Pour le Brésil, c’est la deuxième fois que le pays est supprimé par la carte de la faim des Nations Unies. La première fois que cela s’est produit en 2014 sous le gouvernement du président de l’époque, Dilma Rousseff, qui a continué à mettre en œuvre des mesures publiques à partir des deux précédents termes de Lula. Il y a onze ans, moins de cinq pour cent de la population a été mal nourri.

Après l’élévation de Dilma en 2016, le réglementation du successeur de Michel Temer et Jair Bolsonaro serait né par de nombreuses mesures de politique sociale. Le Brésil est revenu sur la carte de la faim après la période d’enregistrement de 2018.

Malgré les améliorations, plus de 35 millions de personnes au Brésil n’ont toujours pas accès à la nourriture de nourriture en qualité et en quantité suffisantes. Selon le rapport actuel de la FAO, les femmes, les noirs, les indigènes et la population rurale sont particulièrement affectés par l’incertitude nutritionnelle.
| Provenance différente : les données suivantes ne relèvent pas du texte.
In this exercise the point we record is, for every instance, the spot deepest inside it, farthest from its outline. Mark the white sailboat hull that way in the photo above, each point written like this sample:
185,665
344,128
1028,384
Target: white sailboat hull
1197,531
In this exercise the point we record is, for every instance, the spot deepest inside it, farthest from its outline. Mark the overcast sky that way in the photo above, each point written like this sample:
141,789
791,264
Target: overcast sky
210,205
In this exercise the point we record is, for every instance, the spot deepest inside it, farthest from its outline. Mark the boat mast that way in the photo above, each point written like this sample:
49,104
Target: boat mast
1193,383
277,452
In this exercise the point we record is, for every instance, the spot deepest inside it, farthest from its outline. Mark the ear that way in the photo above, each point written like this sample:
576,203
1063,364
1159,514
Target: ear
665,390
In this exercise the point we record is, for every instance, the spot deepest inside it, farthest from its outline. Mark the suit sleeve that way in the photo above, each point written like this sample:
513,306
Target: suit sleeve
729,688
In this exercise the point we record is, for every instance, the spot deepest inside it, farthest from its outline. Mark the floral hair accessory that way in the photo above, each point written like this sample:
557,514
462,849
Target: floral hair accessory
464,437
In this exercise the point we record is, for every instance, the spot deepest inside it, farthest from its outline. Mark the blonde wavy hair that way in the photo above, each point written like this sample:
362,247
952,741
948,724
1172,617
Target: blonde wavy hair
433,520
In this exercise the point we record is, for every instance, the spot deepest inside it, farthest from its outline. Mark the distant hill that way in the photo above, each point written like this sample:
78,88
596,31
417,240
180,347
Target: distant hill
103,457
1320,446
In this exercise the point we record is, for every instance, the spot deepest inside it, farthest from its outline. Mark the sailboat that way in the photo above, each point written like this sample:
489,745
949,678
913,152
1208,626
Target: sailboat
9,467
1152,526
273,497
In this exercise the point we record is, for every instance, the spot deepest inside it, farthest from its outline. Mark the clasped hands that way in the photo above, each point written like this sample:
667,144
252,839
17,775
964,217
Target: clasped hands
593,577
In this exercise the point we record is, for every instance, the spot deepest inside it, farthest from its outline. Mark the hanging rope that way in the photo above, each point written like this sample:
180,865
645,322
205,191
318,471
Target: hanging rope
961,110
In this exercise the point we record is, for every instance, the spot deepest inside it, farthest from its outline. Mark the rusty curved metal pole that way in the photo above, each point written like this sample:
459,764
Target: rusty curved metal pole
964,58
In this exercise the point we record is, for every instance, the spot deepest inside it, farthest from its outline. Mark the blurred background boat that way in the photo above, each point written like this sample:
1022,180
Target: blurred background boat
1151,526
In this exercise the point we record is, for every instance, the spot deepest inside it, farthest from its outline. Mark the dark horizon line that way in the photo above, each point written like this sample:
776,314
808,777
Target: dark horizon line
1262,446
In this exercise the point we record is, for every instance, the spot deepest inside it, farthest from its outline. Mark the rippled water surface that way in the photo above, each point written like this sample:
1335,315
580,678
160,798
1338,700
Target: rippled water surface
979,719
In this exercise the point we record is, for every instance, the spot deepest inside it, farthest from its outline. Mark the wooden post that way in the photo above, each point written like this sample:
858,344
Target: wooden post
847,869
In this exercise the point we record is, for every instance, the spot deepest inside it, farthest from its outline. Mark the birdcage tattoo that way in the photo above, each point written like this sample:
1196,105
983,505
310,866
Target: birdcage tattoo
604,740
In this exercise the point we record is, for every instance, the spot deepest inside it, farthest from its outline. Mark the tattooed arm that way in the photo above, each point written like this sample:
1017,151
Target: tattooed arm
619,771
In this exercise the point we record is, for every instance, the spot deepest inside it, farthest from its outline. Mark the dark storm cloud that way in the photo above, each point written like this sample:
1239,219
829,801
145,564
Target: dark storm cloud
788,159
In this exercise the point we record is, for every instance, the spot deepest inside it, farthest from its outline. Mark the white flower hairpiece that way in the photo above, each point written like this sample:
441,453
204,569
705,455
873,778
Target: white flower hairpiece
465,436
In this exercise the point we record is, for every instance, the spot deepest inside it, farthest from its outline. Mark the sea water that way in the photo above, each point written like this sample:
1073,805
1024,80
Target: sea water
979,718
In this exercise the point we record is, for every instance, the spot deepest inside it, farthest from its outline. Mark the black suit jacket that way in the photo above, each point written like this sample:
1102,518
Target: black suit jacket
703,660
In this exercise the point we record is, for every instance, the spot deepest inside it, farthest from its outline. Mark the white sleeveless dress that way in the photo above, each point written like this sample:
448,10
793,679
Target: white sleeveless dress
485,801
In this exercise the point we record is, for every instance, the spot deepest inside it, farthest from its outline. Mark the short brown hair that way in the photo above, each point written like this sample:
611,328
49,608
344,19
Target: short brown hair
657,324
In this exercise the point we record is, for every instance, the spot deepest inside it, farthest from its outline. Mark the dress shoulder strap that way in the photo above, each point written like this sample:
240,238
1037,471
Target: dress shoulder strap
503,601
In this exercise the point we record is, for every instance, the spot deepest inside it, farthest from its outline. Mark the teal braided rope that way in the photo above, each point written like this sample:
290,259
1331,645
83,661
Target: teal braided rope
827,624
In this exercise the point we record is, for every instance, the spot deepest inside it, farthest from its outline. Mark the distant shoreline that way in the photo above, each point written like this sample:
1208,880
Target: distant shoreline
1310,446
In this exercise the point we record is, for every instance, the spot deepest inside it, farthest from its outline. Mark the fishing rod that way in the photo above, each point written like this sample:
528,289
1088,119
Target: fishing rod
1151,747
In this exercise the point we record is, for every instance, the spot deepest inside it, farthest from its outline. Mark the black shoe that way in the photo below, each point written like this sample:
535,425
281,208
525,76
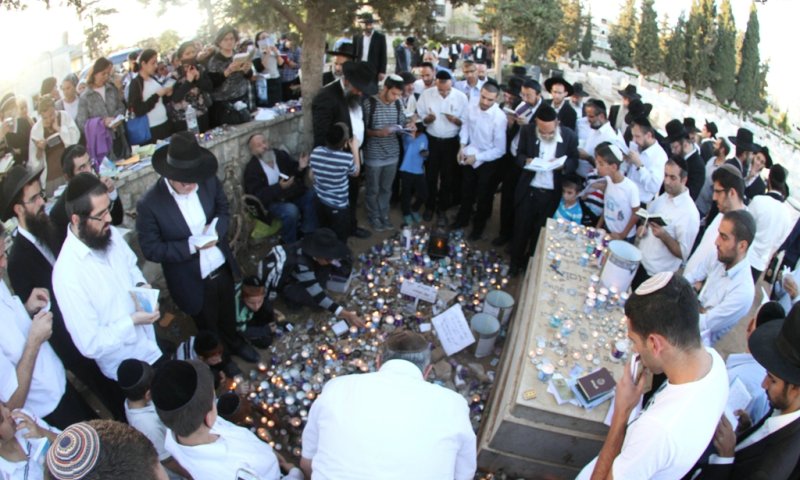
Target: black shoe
248,353
362,233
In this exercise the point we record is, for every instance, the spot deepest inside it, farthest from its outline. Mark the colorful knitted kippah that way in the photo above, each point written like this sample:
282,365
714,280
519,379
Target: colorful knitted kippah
74,453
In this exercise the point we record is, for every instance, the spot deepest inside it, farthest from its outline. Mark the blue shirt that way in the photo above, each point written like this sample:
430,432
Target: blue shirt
412,147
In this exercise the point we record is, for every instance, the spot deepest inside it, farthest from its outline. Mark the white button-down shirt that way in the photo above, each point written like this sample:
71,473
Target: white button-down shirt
48,380
236,448
726,297
455,103
92,289
389,424
484,132
650,175
683,223
195,217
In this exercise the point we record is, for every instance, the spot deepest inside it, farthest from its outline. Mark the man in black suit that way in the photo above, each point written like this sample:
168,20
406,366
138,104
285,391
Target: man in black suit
769,449
75,160
30,270
371,46
276,179
538,193
341,102
182,222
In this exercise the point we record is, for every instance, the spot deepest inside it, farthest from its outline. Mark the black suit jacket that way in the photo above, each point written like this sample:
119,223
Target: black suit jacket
529,148
164,234
328,107
376,57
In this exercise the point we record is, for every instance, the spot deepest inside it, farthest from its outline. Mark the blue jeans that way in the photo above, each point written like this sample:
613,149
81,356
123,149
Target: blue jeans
300,210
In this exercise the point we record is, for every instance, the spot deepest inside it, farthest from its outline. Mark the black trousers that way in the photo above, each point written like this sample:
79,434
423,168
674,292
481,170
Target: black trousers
219,307
71,409
530,215
442,173
477,188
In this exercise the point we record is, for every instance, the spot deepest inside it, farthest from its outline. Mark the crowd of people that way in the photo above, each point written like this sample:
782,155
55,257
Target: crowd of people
707,223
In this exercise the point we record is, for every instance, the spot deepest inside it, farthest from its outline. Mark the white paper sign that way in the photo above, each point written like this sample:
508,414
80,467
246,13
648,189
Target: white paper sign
418,290
453,331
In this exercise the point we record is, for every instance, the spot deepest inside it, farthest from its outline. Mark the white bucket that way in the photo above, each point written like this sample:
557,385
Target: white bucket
621,265
499,304
486,328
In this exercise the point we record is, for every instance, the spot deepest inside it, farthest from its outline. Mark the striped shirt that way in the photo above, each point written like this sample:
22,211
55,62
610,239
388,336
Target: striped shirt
331,170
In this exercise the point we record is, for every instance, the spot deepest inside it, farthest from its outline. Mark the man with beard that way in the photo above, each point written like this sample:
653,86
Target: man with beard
30,269
341,102
93,278
538,193
75,160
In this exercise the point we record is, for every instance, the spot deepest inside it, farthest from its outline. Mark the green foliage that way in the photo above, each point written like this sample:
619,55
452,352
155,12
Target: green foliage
723,63
647,54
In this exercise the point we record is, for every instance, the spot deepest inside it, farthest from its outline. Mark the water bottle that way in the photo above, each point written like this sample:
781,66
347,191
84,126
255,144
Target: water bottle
191,120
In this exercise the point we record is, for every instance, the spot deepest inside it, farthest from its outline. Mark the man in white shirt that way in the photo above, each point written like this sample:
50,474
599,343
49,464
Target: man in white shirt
205,445
426,433
665,248
92,279
442,109
483,142
665,438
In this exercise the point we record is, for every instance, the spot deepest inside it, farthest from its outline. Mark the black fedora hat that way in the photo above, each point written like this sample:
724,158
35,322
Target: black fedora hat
13,183
548,84
324,243
776,346
630,92
744,140
361,76
346,49
184,160
637,109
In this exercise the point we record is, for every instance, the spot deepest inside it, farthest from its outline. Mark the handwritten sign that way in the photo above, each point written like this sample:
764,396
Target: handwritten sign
452,329
418,290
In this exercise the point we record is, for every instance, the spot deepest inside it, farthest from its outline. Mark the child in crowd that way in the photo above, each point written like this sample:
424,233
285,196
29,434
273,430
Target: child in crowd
207,445
134,378
412,175
621,194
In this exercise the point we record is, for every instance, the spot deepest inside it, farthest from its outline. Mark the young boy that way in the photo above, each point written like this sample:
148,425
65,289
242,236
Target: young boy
330,168
134,377
412,175
621,194
208,446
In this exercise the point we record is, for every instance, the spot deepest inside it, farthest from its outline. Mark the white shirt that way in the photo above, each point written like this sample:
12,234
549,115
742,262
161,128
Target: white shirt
650,175
484,131
48,381
92,292
235,448
773,224
391,425
683,223
430,101
727,296
195,217
671,434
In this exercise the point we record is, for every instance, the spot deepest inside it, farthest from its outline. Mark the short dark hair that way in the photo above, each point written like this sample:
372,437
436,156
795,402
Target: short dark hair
728,180
744,225
671,311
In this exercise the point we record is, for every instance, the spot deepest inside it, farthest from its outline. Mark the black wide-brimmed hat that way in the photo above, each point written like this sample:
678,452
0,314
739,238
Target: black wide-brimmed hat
776,346
324,243
637,109
13,183
744,140
362,76
630,92
184,160
346,49
548,84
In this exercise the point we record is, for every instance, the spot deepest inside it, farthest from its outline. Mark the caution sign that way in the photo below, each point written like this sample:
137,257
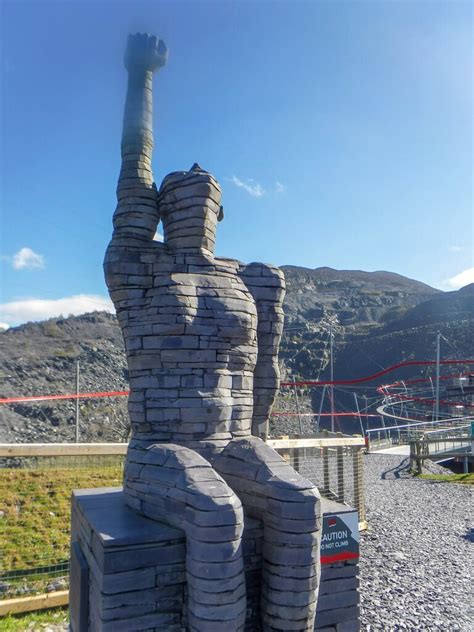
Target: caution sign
340,538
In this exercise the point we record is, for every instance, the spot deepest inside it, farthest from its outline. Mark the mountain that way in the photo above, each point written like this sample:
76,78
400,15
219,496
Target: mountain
358,298
382,318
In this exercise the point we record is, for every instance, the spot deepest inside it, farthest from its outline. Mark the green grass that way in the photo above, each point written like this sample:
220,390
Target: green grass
33,621
34,527
465,479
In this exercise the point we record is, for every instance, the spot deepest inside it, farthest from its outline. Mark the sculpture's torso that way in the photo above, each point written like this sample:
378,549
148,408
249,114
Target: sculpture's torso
189,325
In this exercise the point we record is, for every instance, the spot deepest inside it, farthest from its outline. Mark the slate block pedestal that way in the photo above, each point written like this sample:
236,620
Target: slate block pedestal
128,572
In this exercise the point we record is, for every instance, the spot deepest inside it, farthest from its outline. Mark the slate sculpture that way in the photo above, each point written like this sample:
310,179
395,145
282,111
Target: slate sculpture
201,335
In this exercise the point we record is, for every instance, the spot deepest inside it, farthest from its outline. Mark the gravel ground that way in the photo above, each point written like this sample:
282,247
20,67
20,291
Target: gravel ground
416,557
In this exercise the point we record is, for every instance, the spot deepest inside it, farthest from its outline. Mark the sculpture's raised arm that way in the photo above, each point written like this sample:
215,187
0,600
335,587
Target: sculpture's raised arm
136,215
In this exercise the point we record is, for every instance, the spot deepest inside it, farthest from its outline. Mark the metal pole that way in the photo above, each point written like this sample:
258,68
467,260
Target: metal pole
331,360
438,360
358,412
77,402
298,410
320,408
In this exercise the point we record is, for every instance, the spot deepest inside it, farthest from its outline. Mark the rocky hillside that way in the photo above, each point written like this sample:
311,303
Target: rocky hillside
41,359
378,318
358,298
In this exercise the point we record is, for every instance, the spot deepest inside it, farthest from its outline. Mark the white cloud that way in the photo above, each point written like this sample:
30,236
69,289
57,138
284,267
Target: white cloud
17,312
279,187
460,280
27,259
253,188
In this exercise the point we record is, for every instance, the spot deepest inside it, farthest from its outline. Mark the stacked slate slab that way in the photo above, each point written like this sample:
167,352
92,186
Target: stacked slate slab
201,335
134,573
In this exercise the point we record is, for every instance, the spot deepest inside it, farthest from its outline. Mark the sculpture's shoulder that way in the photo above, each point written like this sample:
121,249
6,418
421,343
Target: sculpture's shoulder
265,281
128,263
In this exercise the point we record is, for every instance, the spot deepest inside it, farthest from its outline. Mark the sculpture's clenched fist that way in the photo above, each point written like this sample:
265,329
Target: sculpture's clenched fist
145,52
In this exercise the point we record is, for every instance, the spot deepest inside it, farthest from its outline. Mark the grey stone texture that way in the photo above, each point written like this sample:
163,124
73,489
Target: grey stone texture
201,335
140,577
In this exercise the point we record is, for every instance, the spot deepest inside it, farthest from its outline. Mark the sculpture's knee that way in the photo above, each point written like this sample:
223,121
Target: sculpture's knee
177,485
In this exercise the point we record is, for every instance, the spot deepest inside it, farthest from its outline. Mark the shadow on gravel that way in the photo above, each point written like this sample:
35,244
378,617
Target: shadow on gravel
401,469
469,536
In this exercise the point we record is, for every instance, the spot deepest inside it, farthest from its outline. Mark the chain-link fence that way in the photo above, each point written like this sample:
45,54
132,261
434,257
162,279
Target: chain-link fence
35,496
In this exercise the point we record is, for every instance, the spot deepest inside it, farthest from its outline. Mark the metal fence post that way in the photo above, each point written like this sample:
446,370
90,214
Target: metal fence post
358,476
340,473
326,485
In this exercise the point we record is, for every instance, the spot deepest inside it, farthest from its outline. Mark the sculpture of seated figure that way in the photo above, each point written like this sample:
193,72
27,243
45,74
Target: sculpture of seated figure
201,335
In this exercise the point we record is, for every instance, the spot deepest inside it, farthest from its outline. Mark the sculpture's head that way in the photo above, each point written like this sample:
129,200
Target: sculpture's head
190,207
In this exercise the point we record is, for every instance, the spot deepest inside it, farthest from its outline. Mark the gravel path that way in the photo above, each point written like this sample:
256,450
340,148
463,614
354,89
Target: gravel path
416,557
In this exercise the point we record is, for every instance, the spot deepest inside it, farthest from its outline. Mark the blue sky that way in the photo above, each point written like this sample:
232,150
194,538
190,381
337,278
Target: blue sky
340,131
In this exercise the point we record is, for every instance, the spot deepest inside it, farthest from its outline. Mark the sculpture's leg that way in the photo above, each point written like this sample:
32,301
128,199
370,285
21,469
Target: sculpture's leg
289,505
176,485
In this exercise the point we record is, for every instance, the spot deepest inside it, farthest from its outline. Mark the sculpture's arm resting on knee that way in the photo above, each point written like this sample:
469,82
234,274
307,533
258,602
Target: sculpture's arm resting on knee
267,286
176,485
266,484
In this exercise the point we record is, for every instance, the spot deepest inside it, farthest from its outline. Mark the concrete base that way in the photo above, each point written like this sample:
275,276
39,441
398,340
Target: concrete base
128,572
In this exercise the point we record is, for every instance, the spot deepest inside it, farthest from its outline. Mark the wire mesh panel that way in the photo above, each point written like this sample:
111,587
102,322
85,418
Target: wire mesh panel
35,494
35,497
337,471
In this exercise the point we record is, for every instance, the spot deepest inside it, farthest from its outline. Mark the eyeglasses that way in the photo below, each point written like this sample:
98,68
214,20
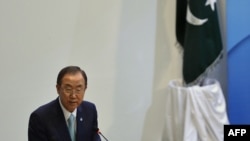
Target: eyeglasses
72,91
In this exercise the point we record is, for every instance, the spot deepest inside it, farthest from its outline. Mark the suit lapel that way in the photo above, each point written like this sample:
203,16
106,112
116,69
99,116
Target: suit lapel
60,124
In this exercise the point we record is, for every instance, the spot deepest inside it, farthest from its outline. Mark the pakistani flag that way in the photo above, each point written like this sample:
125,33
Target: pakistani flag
198,33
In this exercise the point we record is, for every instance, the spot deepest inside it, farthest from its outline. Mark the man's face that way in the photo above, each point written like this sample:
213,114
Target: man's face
71,91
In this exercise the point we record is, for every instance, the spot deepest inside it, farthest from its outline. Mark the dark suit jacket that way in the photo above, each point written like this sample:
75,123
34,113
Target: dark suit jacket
47,123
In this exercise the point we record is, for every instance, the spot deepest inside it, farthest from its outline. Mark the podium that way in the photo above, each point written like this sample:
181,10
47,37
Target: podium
195,113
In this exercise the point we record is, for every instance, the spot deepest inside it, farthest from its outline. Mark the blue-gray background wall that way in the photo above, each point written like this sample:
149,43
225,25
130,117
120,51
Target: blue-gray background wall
238,48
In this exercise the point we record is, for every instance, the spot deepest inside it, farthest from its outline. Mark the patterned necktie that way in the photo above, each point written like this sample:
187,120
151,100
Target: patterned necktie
71,127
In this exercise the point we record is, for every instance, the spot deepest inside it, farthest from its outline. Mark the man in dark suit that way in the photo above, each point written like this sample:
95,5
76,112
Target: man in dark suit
50,122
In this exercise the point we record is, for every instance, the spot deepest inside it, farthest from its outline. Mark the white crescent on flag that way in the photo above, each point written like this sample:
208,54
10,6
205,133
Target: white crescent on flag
191,19
196,21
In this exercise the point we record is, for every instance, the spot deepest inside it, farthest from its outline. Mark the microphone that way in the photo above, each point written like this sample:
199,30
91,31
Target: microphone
100,133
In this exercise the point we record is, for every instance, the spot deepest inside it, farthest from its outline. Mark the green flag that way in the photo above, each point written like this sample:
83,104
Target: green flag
198,33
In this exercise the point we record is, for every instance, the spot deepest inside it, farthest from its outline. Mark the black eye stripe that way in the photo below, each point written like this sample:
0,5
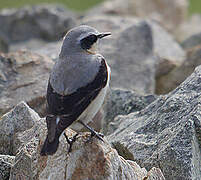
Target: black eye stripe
88,41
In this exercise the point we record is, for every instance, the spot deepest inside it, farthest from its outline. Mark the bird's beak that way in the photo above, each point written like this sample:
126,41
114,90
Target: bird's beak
103,35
En plus des efforts nationaux, le Brésil veut également combattre la faim au niveau international. L’alliance mondiale contre la faim et la pauvreté, qui a été proposée par le gouvernement brésilien lors de sa présidence du G20 en 2024, souhaite mettre en œuvre des politiques publiques efficaces pour réduire la faim et la pauvreté avec la coopération internationale. L’Allianz comprend actuellement 101 pays membres ainsi que diverses fondations, institutions et organisations.